THE SIXTH SENSE – IL SESTO SENSO, di M. Night Shyamalan (The Sixth Sense, Stati Uniti 1999, 107 min.).

Questo è un altro passaggio storico per l’intera cinematografia mondiale. Un giovane e sconosciuto regista indiano naturalizzato negli statunitense nel 1999 realizza un’opera che ancora oggi riesce a spaventare e angosciare come vent’anni fa. Un ritrovato Bruce Willis ed un profondo giovane Haley Joel Osment apportano ad una storia già perfetta una recitazione che riesce a fissare nelle menti del pubblico la sottile e inquietante paura della morte.

Sembra di vivere in un sogno in cui anche i movimenti di un braccio risultano impossibili. Assistiamo ad un viaggio in cui la nostra stessa respirazione rallenta inesorabilmente per non disturbare una narrazione intima e quasi silenziosa.
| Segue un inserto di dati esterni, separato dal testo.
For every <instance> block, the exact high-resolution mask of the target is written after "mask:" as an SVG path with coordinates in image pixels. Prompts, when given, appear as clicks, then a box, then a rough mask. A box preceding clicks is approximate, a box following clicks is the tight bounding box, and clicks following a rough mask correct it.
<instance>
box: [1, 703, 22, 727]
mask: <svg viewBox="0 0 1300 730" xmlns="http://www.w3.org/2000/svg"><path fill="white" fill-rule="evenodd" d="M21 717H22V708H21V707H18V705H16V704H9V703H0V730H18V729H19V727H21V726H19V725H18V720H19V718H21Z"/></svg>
Una tecnica scenica e stilistica che diventano colonne portanti di un film che non invecchia mai. Una sceneggiatura che non spreca nemmeno una parola di troppo.

Insomma “The Sixth Sense” è per Shyamalan il film “del non ritorno”. Dopo questo perfetto viaggio all’interno dell’oscuro e articolato mondo della morte, il regista indiano non è riuscito più a raggiungere i livelli artistici di questa sua ideale opera prima (in realtà è il suo terzo film). Anche se ci ha regalato negli anni film ben costruiti ed egregiamente raccontati, quel cupo viaggio nel mondo degli spiriti rimane uno dei più riusciti racconti del cinema moderno.